2.2 Cross-Validation and Simulation
- Fundamentals: CV estimates generalization; Monte Carlo explores uncertain scenarios.
- Deep Dive into the concept: Fold leakage and weak scenario design are the most common failure modes.
3. Project Specification
3.1 What You Will Build
A command-line lab that compares model metrics with bootstrap intervals, permutation p-values, repeated CV, and scenario simulations.
3.2 Functional Requirements
- Bootstrap CI module for arbitrary metrics.
- Permutation test module for model delta significance.
- Repeated CV module with split registry.
- Monte Carlo scenario engine for decision risk.
3.3 Non-Functional Requirements
- Deterministic runs and replicate logs.
- Convergence diagnostics for replicate count.
3.4 Example Usage / Output
$ python resampling_lab.py --task model_compare
Bootstrap AUC CI A: [0.782, 0.811]
Bootstrap AUC CI B: [0.776, 0.807]
Permutation p-value: 0.118
Recommendation: no strong evidence A > B
3.5 Real World Outcome
You produce robust model-comparison decisions that include uncertainty rather than point-score overconfidence.
4. Solution Architecture
Input task -> resampling orchestrator -> metric distribution store -> decision report
5. Implementation Guide
5.1 Development Environment Setup
pip install numpy scipy scikit-learn
5.2 Project Structure
P11/
resampling_lab.py
scenarios/
outputs/
5.3 The Core Question You Are Answering
“How likely is this model difference to persist beyond this sample?”
5.4 Concepts You Must Understand First
- Bootstrap interval construction
- Exchangeability in permutation testing
- Cross-validation leakage patterns
- Monte Carlo scenario design
5.5 Questions to Guide Your Design
- How many replicates are enough for stable estimates?

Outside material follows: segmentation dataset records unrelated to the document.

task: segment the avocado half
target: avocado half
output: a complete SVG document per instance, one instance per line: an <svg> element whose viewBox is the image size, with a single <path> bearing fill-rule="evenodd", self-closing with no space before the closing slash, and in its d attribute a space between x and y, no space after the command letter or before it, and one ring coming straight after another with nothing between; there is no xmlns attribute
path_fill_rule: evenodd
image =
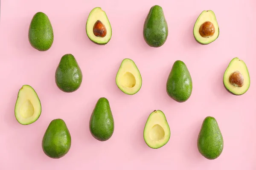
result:
<svg viewBox="0 0 256 170"><path fill-rule="evenodd" d="M214 12L212 10L203 11L194 26L193 33L195 40L202 45L209 44L218 38L219 32Z"/></svg>
<svg viewBox="0 0 256 170"><path fill-rule="evenodd" d="M238 57L230 62L223 76L226 89L232 94L241 95L245 93L250 85L250 77L245 63Z"/></svg>
<svg viewBox="0 0 256 170"><path fill-rule="evenodd" d="M170 136L170 127L164 113L160 110L154 110L148 116L144 128L145 142L149 147L158 149L166 144Z"/></svg>
<svg viewBox="0 0 256 170"><path fill-rule="evenodd" d="M21 125L36 121L41 115L41 102L35 90L29 85L23 85L19 90L15 105L15 114Z"/></svg>
<svg viewBox="0 0 256 170"><path fill-rule="evenodd" d="M117 87L126 94L132 95L141 88L142 78L135 63L131 59L124 59L116 76Z"/></svg>
<svg viewBox="0 0 256 170"><path fill-rule="evenodd" d="M111 39L111 25L101 8L95 8L90 13L86 22L86 33L90 40L98 45L105 45Z"/></svg>

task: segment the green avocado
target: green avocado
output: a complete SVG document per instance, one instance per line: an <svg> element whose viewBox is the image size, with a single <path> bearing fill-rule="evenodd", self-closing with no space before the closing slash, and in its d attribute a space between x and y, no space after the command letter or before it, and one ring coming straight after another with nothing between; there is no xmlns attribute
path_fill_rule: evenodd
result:
<svg viewBox="0 0 256 170"><path fill-rule="evenodd" d="M116 77L118 88L128 95L136 94L142 84L141 75L134 62L129 59L124 59Z"/></svg>
<svg viewBox="0 0 256 170"><path fill-rule="evenodd" d="M51 158L61 158L68 152L71 146L71 137L64 121L61 119L52 120L42 141L44 153Z"/></svg>
<svg viewBox="0 0 256 170"><path fill-rule="evenodd" d="M90 11L86 22L86 33L96 44L105 45L112 37L112 28L106 12L100 7Z"/></svg>
<svg viewBox="0 0 256 170"><path fill-rule="evenodd" d="M143 131L144 140L148 147L158 149L167 143L171 136L170 127L164 113L154 110L149 115Z"/></svg>
<svg viewBox="0 0 256 170"><path fill-rule="evenodd" d="M195 40L202 45L209 44L218 37L220 30L214 12L204 11L194 26L193 33Z"/></svg>
<svg viewBox="0 0 256 170"><path fill-rule="evenodd" d="M105 97L99 99L90 120L90 130L99 141L108 140L114 132L114 119L108 100Z"/></svg>
<svg viewBox="0 0 256 170"><path fill-rule="evenodd" d="M200 153L208 159L218 158L222 152L223 138L215 118L207 117L202 125L198 138Z"/></svg>
<svg viewBox="0 0 256 170"><path fill-rule="evenodd" d="M35 90L23 85L19 90L15 105L15 116L21 125L34 123L41 115L41 102Z"/></svg>
<svg viewBox="0 0 256 170"><path fill-rule="evenodd" d="M83 75L76 60L71 54L64 55L56 69L55 82L61 91L70 93L76 91L82 82Z"/></svg>
<svg viewBox="0 0 256 170"><path fill-rule="evenodd" d="M144 22L143 34L145 41L151 47L160 47L166 41L168 26L160 6L155 5L150 8Z"/></svg>
<svg viewBox="0 0 256 170"><path fill-rule="evenodd" d="M42 12L35 14L31 20L29 40L31 45L41 51L49 50L53 42L52 27L48 16Z"/></svg>
<svg viewBox="0 0 256 170"><path fill-rule="evenodd" d="M192 79L186 65L181 61L176 61L167 79L167 94L176 101L183 102L190 97L192 88Z"/></svg>
<svg viewBox="0 0 256 170"><path fill-rule="evenodd" d="M235 95L244 94L249 89L250 77L245 63L238 57L230 61L223 76L224 86L228 91Z"/></svg>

- Which metric is decision-critical?
- How will you detect leakage early?
5.6 Thinking Exercise
Design a scenario where naive random CV would be invalid and explain a safer split strategy.

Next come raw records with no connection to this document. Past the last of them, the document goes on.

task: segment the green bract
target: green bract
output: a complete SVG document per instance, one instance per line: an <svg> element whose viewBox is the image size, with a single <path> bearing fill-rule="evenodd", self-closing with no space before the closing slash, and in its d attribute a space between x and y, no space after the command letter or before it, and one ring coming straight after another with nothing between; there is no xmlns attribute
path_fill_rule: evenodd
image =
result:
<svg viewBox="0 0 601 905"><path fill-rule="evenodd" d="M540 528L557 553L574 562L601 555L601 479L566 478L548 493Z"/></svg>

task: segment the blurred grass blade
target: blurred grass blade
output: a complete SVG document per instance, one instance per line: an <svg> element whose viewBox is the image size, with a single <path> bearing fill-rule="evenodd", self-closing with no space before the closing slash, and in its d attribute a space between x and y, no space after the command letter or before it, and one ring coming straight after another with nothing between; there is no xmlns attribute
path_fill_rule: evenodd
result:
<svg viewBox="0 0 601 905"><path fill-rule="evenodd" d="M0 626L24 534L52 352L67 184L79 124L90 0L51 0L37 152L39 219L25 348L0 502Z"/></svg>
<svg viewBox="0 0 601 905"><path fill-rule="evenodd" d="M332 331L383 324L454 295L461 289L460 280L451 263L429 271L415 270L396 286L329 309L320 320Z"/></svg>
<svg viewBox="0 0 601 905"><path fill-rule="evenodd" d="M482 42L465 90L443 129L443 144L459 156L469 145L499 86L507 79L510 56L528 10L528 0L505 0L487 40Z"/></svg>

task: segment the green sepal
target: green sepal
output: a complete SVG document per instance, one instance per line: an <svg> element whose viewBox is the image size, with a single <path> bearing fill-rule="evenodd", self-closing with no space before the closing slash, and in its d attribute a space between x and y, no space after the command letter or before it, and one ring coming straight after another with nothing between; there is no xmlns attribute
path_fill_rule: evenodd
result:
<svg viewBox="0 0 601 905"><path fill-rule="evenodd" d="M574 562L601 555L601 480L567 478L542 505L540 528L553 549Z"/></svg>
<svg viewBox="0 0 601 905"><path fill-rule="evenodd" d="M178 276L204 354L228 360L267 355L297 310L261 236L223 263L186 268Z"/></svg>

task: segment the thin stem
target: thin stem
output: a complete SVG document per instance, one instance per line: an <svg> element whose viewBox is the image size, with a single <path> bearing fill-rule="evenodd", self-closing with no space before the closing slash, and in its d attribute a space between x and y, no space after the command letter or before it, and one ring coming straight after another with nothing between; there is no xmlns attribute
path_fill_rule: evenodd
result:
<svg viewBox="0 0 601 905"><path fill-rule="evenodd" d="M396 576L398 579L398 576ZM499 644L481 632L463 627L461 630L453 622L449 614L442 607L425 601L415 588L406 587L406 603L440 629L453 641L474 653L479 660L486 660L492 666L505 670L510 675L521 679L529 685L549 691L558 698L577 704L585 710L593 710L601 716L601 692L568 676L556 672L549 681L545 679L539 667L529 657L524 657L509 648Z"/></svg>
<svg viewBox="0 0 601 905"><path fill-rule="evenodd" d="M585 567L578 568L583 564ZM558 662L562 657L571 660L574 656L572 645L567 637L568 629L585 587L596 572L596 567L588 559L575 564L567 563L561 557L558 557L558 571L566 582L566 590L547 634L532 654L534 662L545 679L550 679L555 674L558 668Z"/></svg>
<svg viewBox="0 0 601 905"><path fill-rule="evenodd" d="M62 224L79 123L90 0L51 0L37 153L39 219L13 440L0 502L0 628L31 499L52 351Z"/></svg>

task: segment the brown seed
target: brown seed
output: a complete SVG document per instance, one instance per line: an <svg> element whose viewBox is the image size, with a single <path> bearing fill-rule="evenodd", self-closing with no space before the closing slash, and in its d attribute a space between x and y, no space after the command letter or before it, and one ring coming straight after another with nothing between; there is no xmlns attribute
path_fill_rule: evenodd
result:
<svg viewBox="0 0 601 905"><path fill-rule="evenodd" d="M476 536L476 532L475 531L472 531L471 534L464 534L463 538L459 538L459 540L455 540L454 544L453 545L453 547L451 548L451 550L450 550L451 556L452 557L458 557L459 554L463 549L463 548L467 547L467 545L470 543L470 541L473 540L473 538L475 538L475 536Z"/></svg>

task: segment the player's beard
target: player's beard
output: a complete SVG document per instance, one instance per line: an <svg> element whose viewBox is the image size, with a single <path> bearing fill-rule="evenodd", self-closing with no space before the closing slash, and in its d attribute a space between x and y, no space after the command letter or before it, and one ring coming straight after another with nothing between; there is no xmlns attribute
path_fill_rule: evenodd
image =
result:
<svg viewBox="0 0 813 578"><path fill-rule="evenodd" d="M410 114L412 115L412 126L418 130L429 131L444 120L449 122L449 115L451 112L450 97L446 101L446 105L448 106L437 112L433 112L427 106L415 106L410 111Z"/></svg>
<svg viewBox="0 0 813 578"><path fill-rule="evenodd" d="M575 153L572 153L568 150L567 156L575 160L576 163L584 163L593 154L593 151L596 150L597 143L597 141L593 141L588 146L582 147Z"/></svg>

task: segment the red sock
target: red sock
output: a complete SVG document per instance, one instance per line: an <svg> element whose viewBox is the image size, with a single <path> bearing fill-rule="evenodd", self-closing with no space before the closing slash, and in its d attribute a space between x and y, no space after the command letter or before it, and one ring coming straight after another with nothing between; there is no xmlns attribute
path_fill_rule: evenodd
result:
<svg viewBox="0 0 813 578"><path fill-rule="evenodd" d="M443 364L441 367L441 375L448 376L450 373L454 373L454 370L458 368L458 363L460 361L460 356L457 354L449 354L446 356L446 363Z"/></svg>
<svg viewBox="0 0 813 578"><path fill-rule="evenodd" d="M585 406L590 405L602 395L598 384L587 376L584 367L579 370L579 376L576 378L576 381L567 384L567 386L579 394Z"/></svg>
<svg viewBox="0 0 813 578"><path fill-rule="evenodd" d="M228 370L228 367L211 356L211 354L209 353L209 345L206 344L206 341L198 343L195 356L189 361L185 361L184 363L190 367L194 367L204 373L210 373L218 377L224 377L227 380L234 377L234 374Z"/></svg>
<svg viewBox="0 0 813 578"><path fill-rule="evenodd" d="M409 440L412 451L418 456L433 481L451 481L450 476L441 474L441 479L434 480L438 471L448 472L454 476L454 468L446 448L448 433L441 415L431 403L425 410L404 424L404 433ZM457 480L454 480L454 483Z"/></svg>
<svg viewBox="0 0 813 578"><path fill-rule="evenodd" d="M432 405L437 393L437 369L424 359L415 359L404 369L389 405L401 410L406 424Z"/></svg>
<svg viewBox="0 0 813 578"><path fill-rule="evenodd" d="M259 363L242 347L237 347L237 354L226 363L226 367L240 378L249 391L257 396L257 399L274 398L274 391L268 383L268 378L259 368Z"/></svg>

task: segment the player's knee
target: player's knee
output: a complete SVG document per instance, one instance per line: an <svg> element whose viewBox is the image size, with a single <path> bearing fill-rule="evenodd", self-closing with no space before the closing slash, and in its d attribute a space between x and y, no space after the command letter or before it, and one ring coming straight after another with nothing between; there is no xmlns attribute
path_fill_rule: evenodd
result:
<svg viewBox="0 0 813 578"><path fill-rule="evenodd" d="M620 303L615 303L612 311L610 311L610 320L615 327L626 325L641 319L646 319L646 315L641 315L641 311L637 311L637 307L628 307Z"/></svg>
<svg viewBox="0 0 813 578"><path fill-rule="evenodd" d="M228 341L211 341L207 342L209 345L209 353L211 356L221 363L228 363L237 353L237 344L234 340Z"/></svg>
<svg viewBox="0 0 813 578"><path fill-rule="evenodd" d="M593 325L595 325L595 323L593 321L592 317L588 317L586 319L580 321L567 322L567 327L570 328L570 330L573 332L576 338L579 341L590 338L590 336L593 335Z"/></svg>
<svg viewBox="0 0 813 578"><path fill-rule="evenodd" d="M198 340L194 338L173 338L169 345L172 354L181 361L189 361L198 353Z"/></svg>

5.7 The Interview Questions They’ll Ask
- Why does bootstrap not fix sampling bias?
- When is permutation invalid?
- How do you know if replicates are enough?

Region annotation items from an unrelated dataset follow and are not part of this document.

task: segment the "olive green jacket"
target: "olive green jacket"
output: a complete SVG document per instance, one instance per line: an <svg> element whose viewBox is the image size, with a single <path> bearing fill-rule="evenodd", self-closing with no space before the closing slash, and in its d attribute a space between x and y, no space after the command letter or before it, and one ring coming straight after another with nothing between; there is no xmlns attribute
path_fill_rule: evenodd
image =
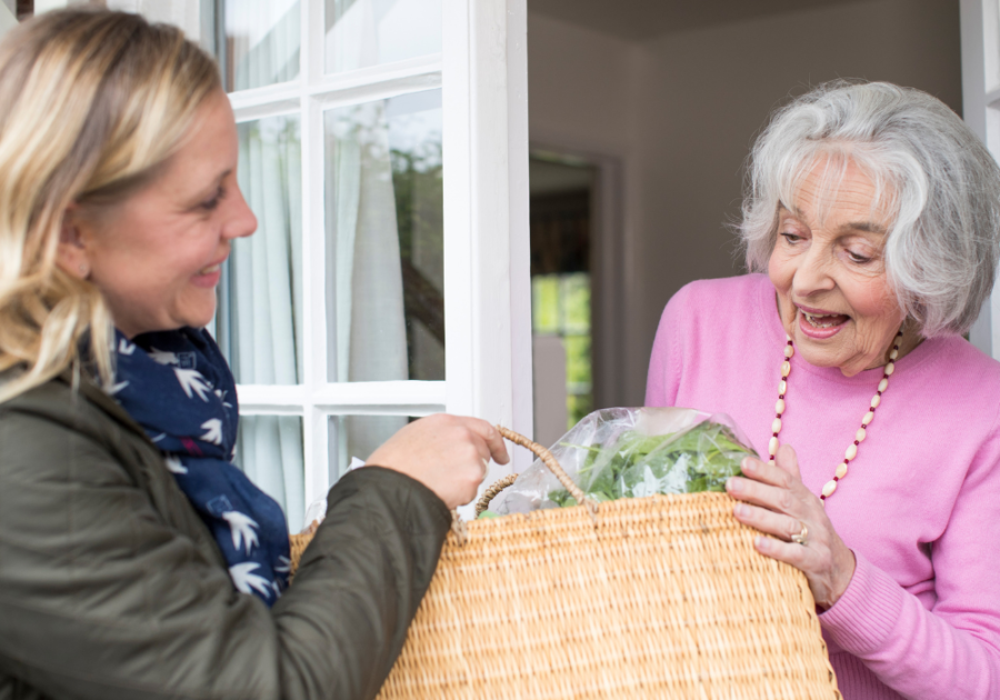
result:
<svg viewBox="0 0 1000 700"><path fill-rule="evenodd" d="M396 471L350 472L269 610L233 589L142 429L69 382L0 404L0 700L374 697L444 503Z"/></svg>

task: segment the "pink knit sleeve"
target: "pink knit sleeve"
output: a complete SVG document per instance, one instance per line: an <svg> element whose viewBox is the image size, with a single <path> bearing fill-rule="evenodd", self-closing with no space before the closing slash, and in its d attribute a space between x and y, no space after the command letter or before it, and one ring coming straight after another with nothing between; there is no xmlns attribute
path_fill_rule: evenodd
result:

- Why can CV overestimate production performance?
- What decisions does Monte Carlo improve?
5.8 Hints in Layers
- Hint 1: Start with one scalar metric.
- Hint 2: Add permutation null generation.
- Hint 3: Add repeated CV and split logging.
- Hint 4: Add replicate convergence plots.
5.9 Books That Will Help
| Topic | Book | Chapter |
|---|---|---|
| Bootstrap | Efron & Tibshirani | Ch. 1-3 |
| Resampling in ML | ISLR | resampling chapter |
| Simulation | Think Stats | simulation chapters |
6. Testing Strategy
- Deterministic seed tests.
- Known synthetic effect recovery tests.
- Leakage injection tests.
7. Common Pitfalls & Debugging
| Pitfall | Symptom | Solution |
|---|---|---|
| Too few replicates | unstable CI endpoints | increase B, monitor convergence |
| Leakage across folds | inflated CV metrics | strict split registry and pipeline isolation |
| Wrong null in permutation | misleading p-values | explicit hypothesis encoding |
8. Extensions & Challenges
- Add block bootstrap for time dependence.
- Add Bayesian bootstrap comparison.
9. Real-World Connections
- Model selection for fraud detection.
- Risk-adjusted launch decisions.
10. Resources
- Efron & Tibshirani
- ISLR
11. Self-Assessment Checklist
- I can choose the right resampling method by question type.
- I can explain uncertainty in model comparisons.
- My pipeline catches leakage risks.
12. Submission / Completion Criteria
Minimum: bootstrap + permutation + repeated CV on one dataset.
Full: includes Monte Carlo policy simulation and convergence diagnostics.